Burning flesh hissed and Feldrin managed to remain conscious, though he did shout a string of curses that shocked even his crew. The smell of burning meat almost made him retch, more from the thought that it was his meat burning than from the acrid odor itself. When it was done and a thick healing salve and bandage had been applied, he felt much better.
“What was she carryin’, Horace?” he asked, pushing himself to his feet with only a slight wobble.
“A mixed load. About twenty bails of good wool, some kegs of somethin’ that are marked in that western script, probably rice wine, and some finery: silks, silver trinkets and such. Might be more tucked away. We’ll know when we tear her apart.”
“You fit to take her to Terokesh?” he asked, grinning his first grin of the day.

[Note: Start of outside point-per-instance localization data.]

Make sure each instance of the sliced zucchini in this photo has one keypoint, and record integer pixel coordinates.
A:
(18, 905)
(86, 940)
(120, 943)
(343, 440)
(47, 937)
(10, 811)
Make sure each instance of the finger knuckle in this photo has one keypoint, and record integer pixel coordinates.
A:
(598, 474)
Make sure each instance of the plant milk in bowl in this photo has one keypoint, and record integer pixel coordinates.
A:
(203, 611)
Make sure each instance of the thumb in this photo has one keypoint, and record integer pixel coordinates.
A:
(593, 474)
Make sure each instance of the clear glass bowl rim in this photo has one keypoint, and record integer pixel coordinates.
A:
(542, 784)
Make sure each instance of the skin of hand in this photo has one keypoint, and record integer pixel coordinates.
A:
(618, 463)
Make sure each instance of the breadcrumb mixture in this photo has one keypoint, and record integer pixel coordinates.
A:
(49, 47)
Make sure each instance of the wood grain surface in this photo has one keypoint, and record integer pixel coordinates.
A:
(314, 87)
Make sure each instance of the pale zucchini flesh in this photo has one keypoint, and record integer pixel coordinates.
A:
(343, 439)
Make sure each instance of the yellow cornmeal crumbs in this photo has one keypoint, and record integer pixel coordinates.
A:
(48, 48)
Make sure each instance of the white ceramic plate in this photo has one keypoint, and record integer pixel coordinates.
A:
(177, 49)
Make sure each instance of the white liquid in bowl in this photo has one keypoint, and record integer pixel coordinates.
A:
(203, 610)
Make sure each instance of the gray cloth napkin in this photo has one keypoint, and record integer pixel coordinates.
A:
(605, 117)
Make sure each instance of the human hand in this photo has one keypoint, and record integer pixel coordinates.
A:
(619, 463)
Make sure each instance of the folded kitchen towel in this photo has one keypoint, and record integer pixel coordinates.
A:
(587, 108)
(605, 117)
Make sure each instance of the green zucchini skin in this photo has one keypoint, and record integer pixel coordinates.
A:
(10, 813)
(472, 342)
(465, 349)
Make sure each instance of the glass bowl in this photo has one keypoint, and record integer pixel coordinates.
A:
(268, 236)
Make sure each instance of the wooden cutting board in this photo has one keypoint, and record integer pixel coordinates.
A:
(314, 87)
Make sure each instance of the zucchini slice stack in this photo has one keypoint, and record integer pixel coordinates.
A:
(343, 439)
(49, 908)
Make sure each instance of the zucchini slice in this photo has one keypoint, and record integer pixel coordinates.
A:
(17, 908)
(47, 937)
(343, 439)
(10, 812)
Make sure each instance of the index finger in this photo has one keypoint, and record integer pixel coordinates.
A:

That was a good load, and the ship itself would be worth a tidy bit as well. Prince Mojani, the new sultan of Marathia, paid well for hulls that were not badly damaged. He was eager to rebuild his navy after more than a year of civil war, and had jumped at the chance to hire Orin’s Pride as a privateer. There were still many pirates working the Sand Coast, most in low xebecs or dhows, others in larger war galleys like the one they’d just taken. Some of the ships were the old Sultan’s former naval vessels, their captains turning pirate rather than face the new sultan’s swift justice. Orin’s Pride, outfitted with two ballistae on each side and the fire catapult mounted on her bow, could out-fight and out-sail any of them.